Пьеса «Маскарад» — романтическая трагедия в стихах, написанная молодым поэтом, никогда не имела по-настоящему удачной сценической истории. В ней замечательные монологи, но нет характеров, мотиваций, внутреннего движения, она статична и декларативна. Найти внутренние оправдания для Арбенина — на самом деле скорее героя комедии положений, но с речами трагика — очень сложно. Поэтому решение Туминаса превратить эту велеречивую драму в фарс, в скоморошью игру понятно и вполне резонно.
Начинается спектакль с отсутствующего у Лермонтова пролога, в котором персонаж в треухе и валенках, названный в программке Человеком зимы (Виктор Добронравов), а по костюму и повадкам не то свихнувшийся лакей из небогатого дома, не то деревенский дурачок, заигрывает с мраморной статуей Афродиты. Скатал из снега колобок, угольками обозначил глазки и нос и давай приставать: бормочет что-то на тарабарщине, жеманится. Рядом застыл караульный в шинели, и место действия уже ясно — чиновничий Петербург, зима, Летний сад. Мужичонка наклоняется к проруби и что-то в нее мурлычет, а оттуда к нему высовывает голову гигантская рыба — еще одно обозначение места действия: это для нас, внутренних, Петербург европейский город, а если смотреть снаружи, с запада, то русский он, то есть народно-деревенский, с коромыслами, бабами в платках, пляшущими медведями, и волшебная Чудо-юдо-рыба-кит в нем вполне уместна.

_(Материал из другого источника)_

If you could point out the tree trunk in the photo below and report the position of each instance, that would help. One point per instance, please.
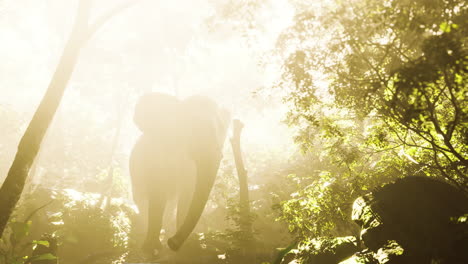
(30, 143)
(244, 200)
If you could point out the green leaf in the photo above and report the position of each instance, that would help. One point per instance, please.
(40, 242)
(47, 256)
(445, 27)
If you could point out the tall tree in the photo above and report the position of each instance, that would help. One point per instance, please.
(30, 143)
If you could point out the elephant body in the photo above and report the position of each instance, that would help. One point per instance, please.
(177, 156)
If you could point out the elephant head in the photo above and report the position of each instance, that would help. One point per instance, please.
(197, 127)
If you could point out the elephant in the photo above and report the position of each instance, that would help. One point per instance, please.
(177, 156)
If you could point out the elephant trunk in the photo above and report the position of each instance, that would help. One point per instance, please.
(206, 174)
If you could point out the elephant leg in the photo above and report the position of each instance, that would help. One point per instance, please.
(185, 190)
(183, 205)
(139, 221)
(156, 206)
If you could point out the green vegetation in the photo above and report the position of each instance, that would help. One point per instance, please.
(338, 100)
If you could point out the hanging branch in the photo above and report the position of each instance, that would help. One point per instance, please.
(242, 174)
(30, 143)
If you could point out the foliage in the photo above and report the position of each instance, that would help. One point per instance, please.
(399, 66)
(88, 228)
(377, 90)
(17, 248)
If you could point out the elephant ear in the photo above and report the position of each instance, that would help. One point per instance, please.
(206, 131)
(206, 126)
(157, 113)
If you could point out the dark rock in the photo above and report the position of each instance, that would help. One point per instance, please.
(417, 213)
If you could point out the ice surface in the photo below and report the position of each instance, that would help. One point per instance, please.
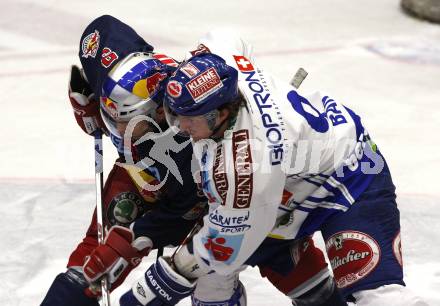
(377, 60)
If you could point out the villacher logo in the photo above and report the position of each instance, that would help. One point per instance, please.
(353, 255)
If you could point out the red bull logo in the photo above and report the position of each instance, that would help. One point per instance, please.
(90, 45)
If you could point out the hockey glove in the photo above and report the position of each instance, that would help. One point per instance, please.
(118, 254)
(85, 106)
(160, 286)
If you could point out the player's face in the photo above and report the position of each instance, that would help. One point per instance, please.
(195, 126)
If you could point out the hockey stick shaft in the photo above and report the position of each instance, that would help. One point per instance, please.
(99, 178)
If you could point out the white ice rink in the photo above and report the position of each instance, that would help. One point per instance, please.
(378, 61)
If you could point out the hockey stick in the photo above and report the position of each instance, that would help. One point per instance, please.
(99, 178)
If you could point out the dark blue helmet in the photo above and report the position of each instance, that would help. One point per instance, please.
(200, 85)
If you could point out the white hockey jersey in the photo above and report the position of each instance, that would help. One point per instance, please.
(287, 164)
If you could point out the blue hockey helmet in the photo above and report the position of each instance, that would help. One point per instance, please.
(135, 86)
(200, 85)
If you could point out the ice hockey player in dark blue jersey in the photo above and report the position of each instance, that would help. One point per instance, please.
(150, 196)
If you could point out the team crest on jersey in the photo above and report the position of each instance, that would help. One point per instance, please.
(353, 255)
(124, 208)
(90, 45)
(397, 248)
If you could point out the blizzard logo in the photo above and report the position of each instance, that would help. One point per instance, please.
(220, 178)
(204, 85)
(269, 116)
(243, 169)
(157, 287)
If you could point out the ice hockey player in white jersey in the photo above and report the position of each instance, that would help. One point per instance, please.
(277, 163)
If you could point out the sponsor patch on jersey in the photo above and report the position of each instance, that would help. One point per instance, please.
(353, 255)
(174, 89)
(242, 169)
(228, 222)
(222, 247)
(204, 85)
(90, 45)
(201, 49)
(190, 70)
(397, 248)
(108, 57)
(243, 64)
(124, 208)
(220, 177)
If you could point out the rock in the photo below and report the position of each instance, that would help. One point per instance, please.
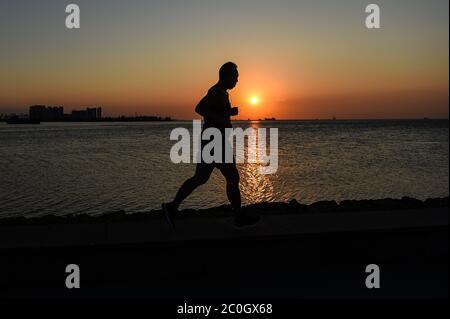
(324, 206)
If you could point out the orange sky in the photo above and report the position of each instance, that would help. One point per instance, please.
(302, 60)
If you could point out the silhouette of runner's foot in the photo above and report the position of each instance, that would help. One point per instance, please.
(245, 219)
(169, 211)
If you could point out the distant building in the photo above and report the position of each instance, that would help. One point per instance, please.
(37, 112)
(91, 114)
(79, 115)
(43, 113)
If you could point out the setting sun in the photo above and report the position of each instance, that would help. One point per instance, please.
(254, 100)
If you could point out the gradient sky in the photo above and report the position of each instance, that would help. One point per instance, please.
(303, 59)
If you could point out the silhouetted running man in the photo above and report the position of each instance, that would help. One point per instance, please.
(216, 110)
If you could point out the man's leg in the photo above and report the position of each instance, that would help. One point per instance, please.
(202, 173)
(241, 218)
(231, 174)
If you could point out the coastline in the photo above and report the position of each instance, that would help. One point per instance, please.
(295, 252)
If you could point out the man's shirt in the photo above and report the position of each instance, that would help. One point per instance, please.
(215, 108)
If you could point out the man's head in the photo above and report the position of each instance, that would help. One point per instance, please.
(228, 75)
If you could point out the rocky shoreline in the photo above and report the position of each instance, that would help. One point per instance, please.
(266, 208)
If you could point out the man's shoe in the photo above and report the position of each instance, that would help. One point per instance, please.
(169, 212)
(246, 219)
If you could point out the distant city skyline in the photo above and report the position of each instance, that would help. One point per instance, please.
(297, 59)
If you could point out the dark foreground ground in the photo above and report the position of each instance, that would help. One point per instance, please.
(295, 252)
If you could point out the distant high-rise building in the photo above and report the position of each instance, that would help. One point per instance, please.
(43, 113)
(37, 112)
(79, 115)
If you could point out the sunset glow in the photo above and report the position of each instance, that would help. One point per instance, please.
(254, 100)
(307, 69)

В этом полуреальном пространстве, где всегда идет снег, происходит какая-то своя жизнь. Вот маскарад, а скорее ярмарка, с фейерверком, визжащими женщинами, каруселями и фривольными приключениями. Вот корпорация картежников, с непонятными правилами — кого-то зовут, а кого-то выгоняют, кто-то нужен, а кто-то умер, окоченел, и неизвестно, что делать с трупом. Покойника по русскому обычаю засовывают в прорубь, а он всплывает и торчит поплавком назло добрым людям, которые уже и лбы-то с облегчением перекрестили. А снег все валит и валит, а снежный шар, который в первом акте скатал Ванька-дурак, становится все больше…

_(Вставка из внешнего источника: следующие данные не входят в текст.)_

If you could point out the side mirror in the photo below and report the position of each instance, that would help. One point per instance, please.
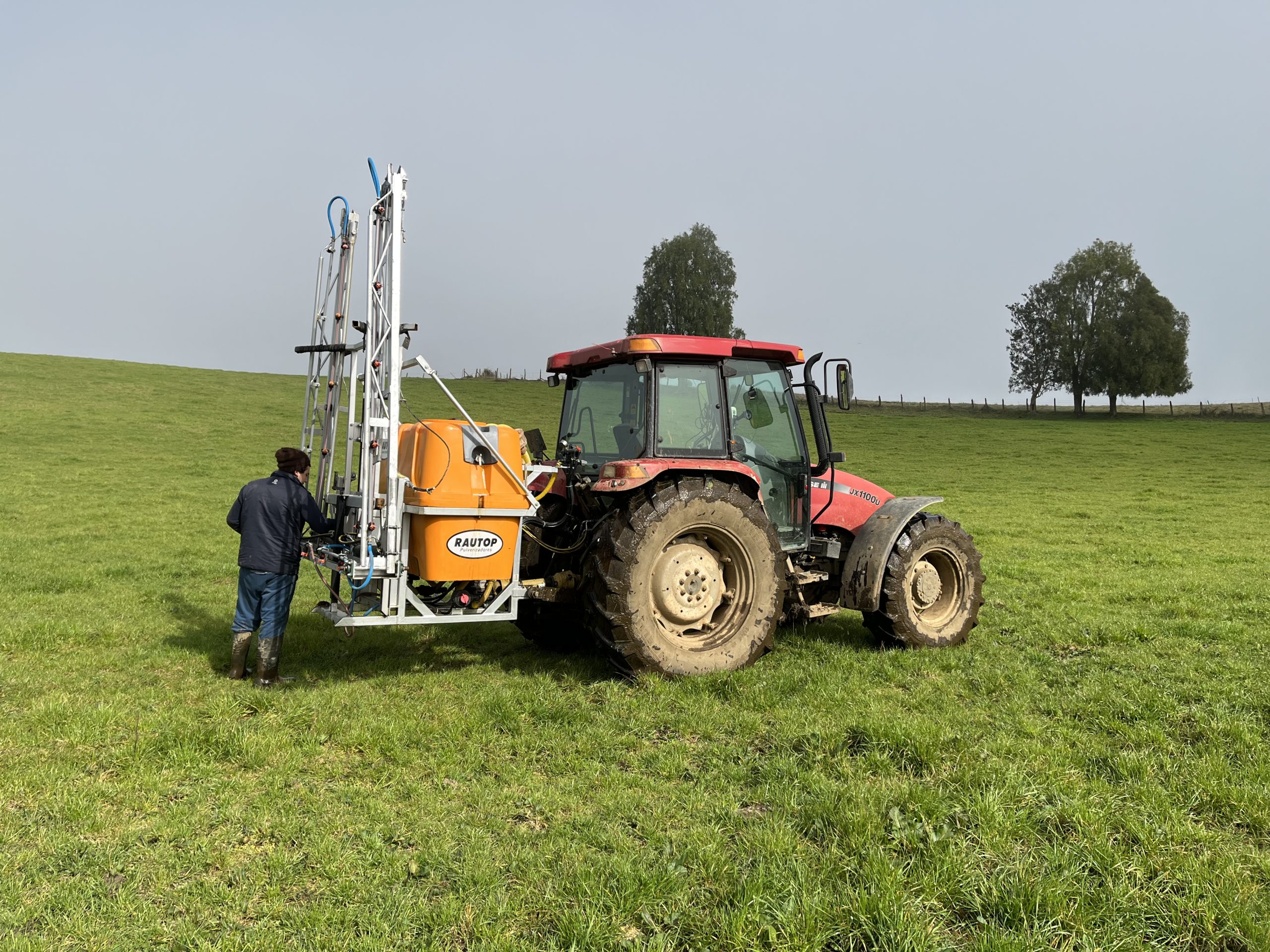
(846, 386)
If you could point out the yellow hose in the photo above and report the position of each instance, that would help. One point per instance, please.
(484, 598)
(550, 484)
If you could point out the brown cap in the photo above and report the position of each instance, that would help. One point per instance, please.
(293, 460)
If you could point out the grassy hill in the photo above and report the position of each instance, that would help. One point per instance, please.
(1090, 771)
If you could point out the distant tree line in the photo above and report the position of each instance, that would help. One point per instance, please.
(1098, 325)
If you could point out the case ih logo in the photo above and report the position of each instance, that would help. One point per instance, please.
(474, 543)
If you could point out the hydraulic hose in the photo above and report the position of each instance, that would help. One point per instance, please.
(345, 232)
(370, 572)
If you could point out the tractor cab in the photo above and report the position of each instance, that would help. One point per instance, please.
(684, 403)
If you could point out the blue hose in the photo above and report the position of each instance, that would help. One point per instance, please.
(370, 551)
(337, 198)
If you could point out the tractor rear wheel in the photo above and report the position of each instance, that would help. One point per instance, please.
(688, 577)
(933, 588)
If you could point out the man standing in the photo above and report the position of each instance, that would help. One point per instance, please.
(270, 515)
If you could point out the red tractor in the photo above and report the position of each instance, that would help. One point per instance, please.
(688, 518)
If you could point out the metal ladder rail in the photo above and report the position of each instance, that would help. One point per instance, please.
(328, 353)
(381, 386)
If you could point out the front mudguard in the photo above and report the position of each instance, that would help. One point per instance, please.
(867, 559)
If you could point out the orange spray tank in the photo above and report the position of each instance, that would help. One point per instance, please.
(450, 469)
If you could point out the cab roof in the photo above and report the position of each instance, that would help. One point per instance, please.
(672, 346)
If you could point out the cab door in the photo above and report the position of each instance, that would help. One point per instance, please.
(767, 436)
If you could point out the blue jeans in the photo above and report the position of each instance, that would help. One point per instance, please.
(264, 602)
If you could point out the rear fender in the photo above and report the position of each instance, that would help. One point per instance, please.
(867, 559)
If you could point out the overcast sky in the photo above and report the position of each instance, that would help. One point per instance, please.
(888, 177)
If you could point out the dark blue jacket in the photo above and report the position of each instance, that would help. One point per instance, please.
(271, 515)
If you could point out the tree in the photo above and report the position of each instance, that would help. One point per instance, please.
(1098, 325)
(1033, 356)
(1142, 352)
(688, 289)
(1092, 290)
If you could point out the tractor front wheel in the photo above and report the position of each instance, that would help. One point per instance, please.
(933, 588)
(686, 578)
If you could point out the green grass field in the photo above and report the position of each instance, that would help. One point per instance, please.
(1089, 772)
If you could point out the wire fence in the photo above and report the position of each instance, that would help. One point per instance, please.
(1051, 407)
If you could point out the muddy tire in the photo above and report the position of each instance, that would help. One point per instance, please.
(553, 627)
(686, 578)
(933, 588)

Все, что задумано стать строгой и пугающей красотой, в этом спектакле снижается до фарса. Нина поет французский романс — не по своей воле, а по принуждению некоего распорядителя, и тут же какой-то бабий голос пронзительно заводит «соловей мой, соловей, голосистый…», а толпа подхватывает маршеобразно «пташечка, канареечка, жалобно поет» и строем уходит. .. Стихия народного гулянья, переходящего то ли в драку, то ли в похороны, выдержана на всем протяжении действия, ожидаемо завершающегося на кладбище, у могилы Нины, где она сама стоит в виде надгробного памятника, а Арбенин суетливо раскладывает на постаменте цветочки…
Заменив драматургическую реальность на культурные символы, Туминас обрел свободу и от пьесы, и от эпохи и может позволить себе запустить в реку не только рыбу, но и ныряльщика с маской и трубкой, а уезжающего на Кавказ Звездича заставить говорить с кавказским акцентом и есть при этом из фуражки черешню (вспомним, кстати, «Героя нашего времени»). И в метели из различных ассоциаций рождается образ, не вполне отчетливый, но эмоционально понятный.

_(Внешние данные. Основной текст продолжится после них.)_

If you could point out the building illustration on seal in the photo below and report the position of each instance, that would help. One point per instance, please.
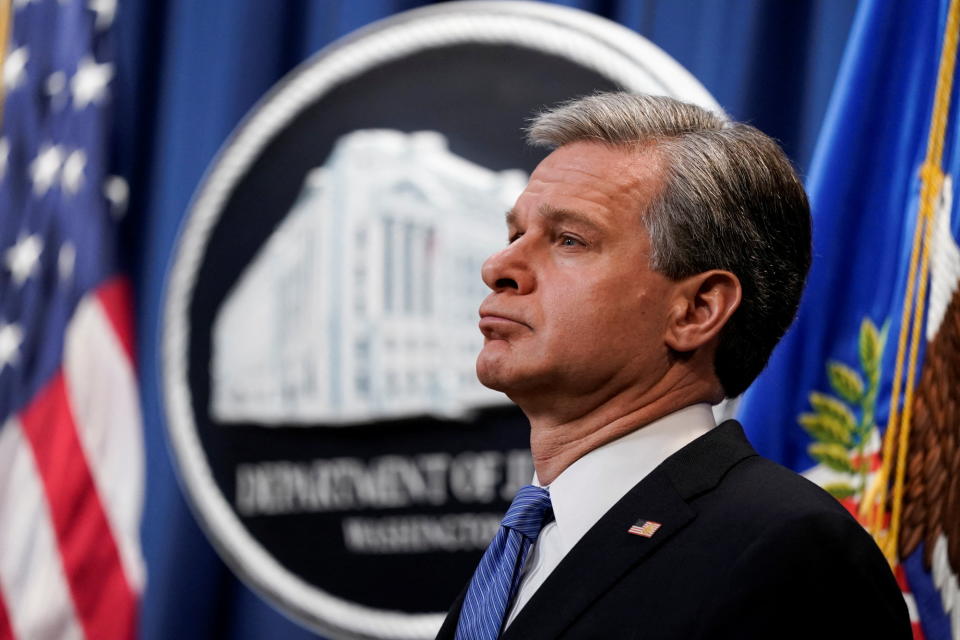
(362, 304)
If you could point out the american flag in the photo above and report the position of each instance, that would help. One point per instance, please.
(645, 528)
(71, 442)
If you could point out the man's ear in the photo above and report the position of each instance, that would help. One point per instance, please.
(702, 305)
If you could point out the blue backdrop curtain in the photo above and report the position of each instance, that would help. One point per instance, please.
(189, 71)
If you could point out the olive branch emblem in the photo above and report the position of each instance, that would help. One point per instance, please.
(840, 436)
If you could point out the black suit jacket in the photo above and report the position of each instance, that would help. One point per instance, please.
(747, 549)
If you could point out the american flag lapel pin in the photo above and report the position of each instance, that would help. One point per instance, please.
(645, 528)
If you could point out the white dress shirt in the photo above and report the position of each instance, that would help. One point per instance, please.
(589, 487)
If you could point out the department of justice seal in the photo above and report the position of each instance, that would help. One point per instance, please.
(321, 309)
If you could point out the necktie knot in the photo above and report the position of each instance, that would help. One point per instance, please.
(528, 511)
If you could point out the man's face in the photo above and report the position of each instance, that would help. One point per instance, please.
(575, 308)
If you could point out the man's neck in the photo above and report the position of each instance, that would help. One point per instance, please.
(561, 437)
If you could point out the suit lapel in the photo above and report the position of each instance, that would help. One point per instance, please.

Но вот с текстом собственно лермонтовского «Маскарада» не все так ясно. Пусть в этом стихийном карнавале все клоуны. Звездич — деревянный вертлявый паяц с ломаными движениями, Нина не красавица жертва, а девочка-резвушка, травести, и мрачный тяжелый Арбенин с его карикатурно романтической наружностью тоже совсем не Байрон, а скорее пародия. Но лермонтовский стих непародиен, в нем свой смысл и свой сюжет, чеканно и внятно выраженный поэтом именно на уровне текста. Понятно, что сам сюжет с проигрышем Звездича, благородством Арбенина, заменой браслета, досадными совпадениями и абсурдно трагической развязкой для режиссера не слишком важен. Поэтому он свободно опускает важную для интриги сцену с подобранным случайно браслетом, который баронесса Штраль вручает Звездичу, зато ее феминистский монолог о горькой судьбе женщины не только оставляет, но и повторяет несколько раз, передавая его всем барышням — и фарфоровой глупышке, и очкастой мымре, и сексуально озабоченной истеричке, пока уже никакого смысла не останется в этих словах. В сущности, этот же процесс происходит и с остальным текстом драмы.
Само по себе это не недостаток — от Лермонтова не убудет, а снижение высокой романтической трагедии до гротеска вполне в духе не только нашего времени, но собственно эпохи романтизма. Хуже другое: усвоив острохарактерный пластический рисунок спектакля, что, конечно, дорогого стоит, поскольку не в нашей театральной традиции (даже и в ее вахтанговском изводе) покоряться внешней форме, актеры театра пока не вполне способны органично существовать в гротесковой манере, оправдывать ее изнутри. Для чего нужна не только послушная вера в режиссера, но очень хорошая разработанность всего аппарата. Я уж не говорю о том, что есть сложности с произнесением текста — большой массив стихотворной речи с трудными для сегодняшнего человека оборотами, длинными периодами актерам и вообще-то сложен, а тут требуется произносить его с огромной скоростью…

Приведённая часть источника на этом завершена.